Apr 14, 2014

Very Bad Trip: Tomme Capra


I'm not into the Oscars much, but it's even harder when not only have I not seen the movies, I haven't even ever heard of them. That's because movie titles aren't the same here, of course. It takes me a while to connect "American Bluff" with this "American Hustle" everybody's talking about.

all photos taken from promotional posters

Some of it is a translation problem. One of the more famous examples is Home Alone which became Maman J'ai Raté l'Avion (Mom, I Missed the Plane). The full title of the sequel, succinctly called Home Alone 2 in the US, was called in France Maman, J'ai Encore Raté l'Avion -- et Je Suis Perdu à New York (Mom, I Missed the Plane -- and I'm Lost in NY).

And while we're on planes (or not on planes), I also like the mouthful French title for Air Plane II: The Sequel: Y’a t-il Enfin un Pilote dans l’Avion ? (Is There Finally a Pilot on the Plane?)

Every online English-language source I can find says that The Matrix was released with the ridiculous title "Les Jeunes Gens Qui Traversent les Dimensions en Portant des Lunettes de Soleil"  (Young People Who Traverse Dimensions While Wearing Sunglasses). It's a great story, but when I check the French sources, the movie is, in fact, called The Matrix in French.
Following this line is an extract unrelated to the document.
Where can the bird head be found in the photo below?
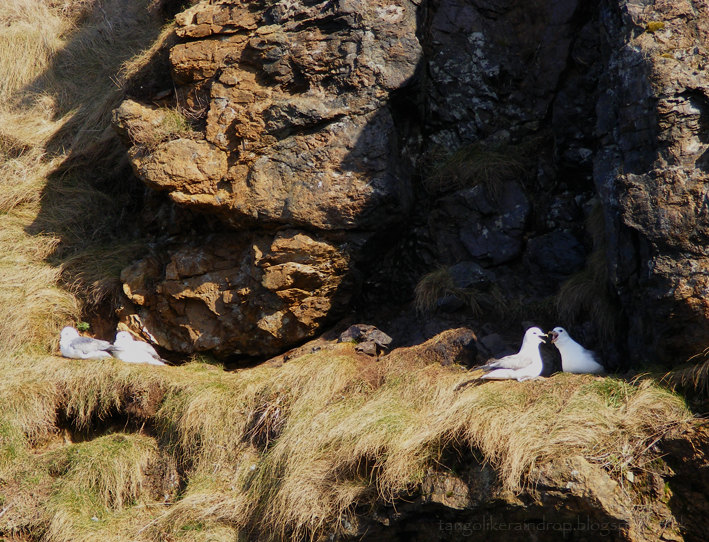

I suspect one person made that up years ago and has been laughing his ass off as he sees this rumor get repeated as fact.

My favorite example of movie title translation to French is actually Jaws which became Les Dents de la Mer (Teeth of the Sea). What I particularly love is the fact that Jaws 2 couldn't simply be called "Les Dents de la Mer 2" because when you say "Mer Deux (2)" out loud, it sounds exactly the same as "Merde!" or "Shit!" Which is of course exactly what you'd say if you encountered Jaws in the sea.

Funny enough, sometimes the movie titles for the French market are translated from English into...English. Hangover became Very Bad TripVery Bad Trip is actually a very good pun, and much easier for the French to understand: two simple, commonly used English words, as opposed to the word "hangover" which is clearly for advanced-English-speakers only.


Of course, they could have simply named it Gueule de Bois, which means Hangover (literally "wooden mouth" and yes, of course the French have ways of saying "hangover"), but sometimes English sells.

And when it doesn't sex certainly does:
No Strings Attached leaves even less to the imagination with the French title Sex Friends.
Shortcut to Happiness = Sexy Devil
Not Another Teen Movie = Sex Academy
Wild Things = Sex Crime
and Step Up = Sexy Dance
I guess the translators assume that "sex" is one English word that's firmly in the French vocabulary.

And speaking of sex, the movie Capote became Truman Capote (2005) here. The word "capote" means a hood, or glove, and -- as you can easily imagine -- is therefore also used to mean "condom". I'm not sure "Truman Condom" is that much better, but since it's a biographical movie, it's not like they can simply change his family name.

THE CHEESE: Tomme Capra

Tomme Capra is a small disc of raw goat's milk cheese from Saint Bardoux in Drome in southeast France. It's an artisanal cheese that's exclusively made at the Pozin farm (which also goes by the name Fromagerie La Tomme Capra, though they also make other cheeses), a third-generation family business. I find mine at the Laurent Dubois shop in Paris, since M. Dubois is a lover of unusual, farmhouse and artisanal, hard-to-procure cheeses.

The tomme in this case is small, about the size of a paper weight and just as solid. The flavor is solid, too. It's a hard, creamy, sliceable, rich raw goat's milk cheese. The flavor is not strong or pungent, but it does nevertheless have a hint of the farm animal in it. The cheese is surprisingly sturdy, and the farm claims it sometimes exports it to other countries. If you ever see one of these little guys, I recommend giving it a whirl.


You movie buffs have the connection already, of course. Capra -- as in Tomme Capra, the cheese, and also as in Frank Capra, the famed movie director/producer. In this case, however, the cheese is not named for the movie director but rather from the same Latin root as the word "caprine" mean "of goats". For all I know, Italian immigrant Frank Capra's name comes from the same source; perhaps his old Roman ancestors were goat herders.

In French, Mr. Smith doesn't go to Washington, in general, instead he goes more specifically to the Senate: Mr. Smith au Sénat. You might be less likely to recognize some of his other movies in France, such as Pocketful of Miracles (Milliardaire Pour un Jour, -- literally "Millionaire for a Day") and Here Comes the Groom (Si l'On Mariait Papa, which means "If One Married Daddy"). And you might be surprised if you try to rent the most famous of his films, It's a Wonderful Life. Here in France, it was translated as La Vie Est Belle which is also the title of the 1998 holocaust film Life is Beautiful, since that is actually what "la vie est belle" means.